Unfortunately, to share the running Teamscale instance among all of the tests, we had to resort to a Singleton pattern that keeps track of the current Teamscale instance. This is somewhat justified by not being able to have more than one running instance of the server (on the port used by the test configuration) in any case, but it still strikes me as ugly. If you had the same problem and solved it differently, please let me know in the comments!

During the migration, we tried to be careful to let everybody know what we were doing at all times. It’s important to remember the value of transparent communication even for rather technical tasks such as this one.

Results

We have already started seeing the pay-off for our efforts:

  • Writing and maintaining tests is easier now, because there’s just one single framework we need to know about (instead of mixing JUnit 3 and 4)
  • Test method names can be a bit more descriptive because they don’t have to begin with »test« any longer
  • We have a better overview of disabled test cases (when you just can’t get around that), because @Ignore is explicit rather than just renaming a test method and then forgetting about it. To be fair, the convention we had before, which was to annotate such methods with a TODO, also worked quite well. Teamscale can pick up those TODOs and remind you about them.
  • We recently added a JUnit 4 Rule to take a screenshot and gather additional context data on UI test failures. It is quite unclear how such a behaviour could have been implemented in the old system, at least with the same degree of elegance.

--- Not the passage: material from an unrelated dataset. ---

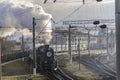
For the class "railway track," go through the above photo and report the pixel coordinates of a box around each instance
[75,55,116,80]
[44,69,73,80]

Last but not least, we are now ready for the next migration to JUnit 5 which is just around the corner—we’re keeping our fingers crossed for an early 2017 release! Hopefully, our preparatory work will enable us to switch with comparatively less effort than it would have taken us coming directly from JUnit 3. Judging by the milestone releases it certainly looks that way, so we are excited to see what’s coming next and optimistic that we have done our best to meet the future heads-on.